Sirius: What the fuck are you talking about?

Lily: *quietly* He looks like you.

Sirius: You have got to be fucking kidding me.

James: Um, yeah, no.

Lily: Can I ask something? How will they know if he’s a werewolf or not?

Sirius: Full moon, there’s no other way to know. *pauses, stares at the baby* He really looks like me.

James: I think there’s another way.

Sirius: No, there i–

Lily: His hair is becoming ginger?

Sirius: *relieved* IS HE A METAMORPHMAGUS?

James: Apparently.

Sirius: It’s impossible to dislike him and I’m trying really hard.

Lily: Teddy.

Sirius: What?

Lily: His name is Teddy Remus.

James: *laughing* Oh, now that’s cheating. Harry James, Teddy Remus I mean, come on Moony.

Sirius: He always thought he couldn’t ever have a child because he wasn’t entitled to it being the monster he is. I tried to tell him maybe thousand times, look at his face.

Lily: You like Teddy, don’t you?

Sirius: Of course I like him, I love him even. Look at how Moony’s face lit up, I haven’t seen his eyes glow like that in years.

James: Now, he has a reason to survive.

Lily: Did Remus just apparate from the side of his new born baby and wife?

James: He did, where is he Pads?

Sirius: He’s at the Weasley cottage where Harry’s hiding.

James: He is scaring the living shit out of them.

Lily: *smiling* Ah, I missed excited Remus.

Remus hugs Harry.

James: *longingly* Hug him for us, too, Moony.

“You’ll be godfather?” he said as he released Harry. 

Lily: *starts crying* Merlin, Remus must you make me cry? 

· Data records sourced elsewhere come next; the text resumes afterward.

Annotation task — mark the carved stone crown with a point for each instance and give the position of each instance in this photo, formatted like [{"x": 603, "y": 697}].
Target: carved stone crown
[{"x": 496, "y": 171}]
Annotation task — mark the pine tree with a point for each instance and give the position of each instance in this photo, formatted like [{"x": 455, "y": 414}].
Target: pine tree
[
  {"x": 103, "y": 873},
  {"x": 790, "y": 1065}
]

James: *his hands in his hair* My son is the godfather of my best friend’s boy. I never knew I wanted this until this moment.

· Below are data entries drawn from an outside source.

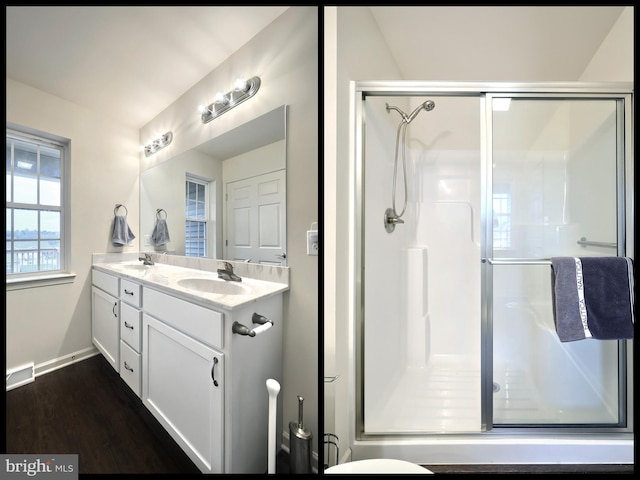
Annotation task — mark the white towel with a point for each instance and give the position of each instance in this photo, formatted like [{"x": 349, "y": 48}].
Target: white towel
[
  {"x": 160, "y": 235},
  {"x": 122, "y": 234}
]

Sirius: *sadly* He will be a better godfather than I ever was.

James: Pads. we chose you. Me and Evans. We chose you because we knew you were perfect for it and you did everything you could.

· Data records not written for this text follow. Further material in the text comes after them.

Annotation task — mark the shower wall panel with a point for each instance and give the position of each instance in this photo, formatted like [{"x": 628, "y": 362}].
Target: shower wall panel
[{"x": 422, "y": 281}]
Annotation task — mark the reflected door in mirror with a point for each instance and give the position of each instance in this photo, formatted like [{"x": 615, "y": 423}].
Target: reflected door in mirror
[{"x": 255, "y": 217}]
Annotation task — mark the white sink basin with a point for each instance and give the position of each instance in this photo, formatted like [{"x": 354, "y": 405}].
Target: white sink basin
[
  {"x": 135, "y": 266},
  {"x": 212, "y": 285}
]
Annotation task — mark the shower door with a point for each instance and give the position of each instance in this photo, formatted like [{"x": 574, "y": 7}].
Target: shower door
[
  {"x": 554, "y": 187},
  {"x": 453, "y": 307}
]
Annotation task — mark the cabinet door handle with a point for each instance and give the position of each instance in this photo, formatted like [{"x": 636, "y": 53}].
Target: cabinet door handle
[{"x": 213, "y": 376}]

Sirius: Yeah, I got myself locked up in Azkaban.

Lily: No one is blaming you for that, not us, not Harry.

James: Harry loved you even though you had two years together, you were his Paddy and he was your fawn. I wouldn’t have even dreamed of making another person the godfather of my first child.

Lily: *staring into distance* We were going to have enough kids for each one of you to become godfathers but you, you were the obvious first choice. You are James’ brother, please stop feeling guilty about this. 

James: *trying to cheer Sirius up* Let’s enjoy this moment mate, imagine how punk rock this kid would be.

Sirius: *softly smiling as he’s staring at his hands* Very.

Lily: Come on let’s just watch Remus before the dark times start again.

Sirius: Yeah, you are right. To Teddy Lupin then.

James & Lily: To Teddy Lupin.

Words are, in my not-so-humble opinion, our most inexhaustible source of magic. Capable of both inflicting injury, and remedying it.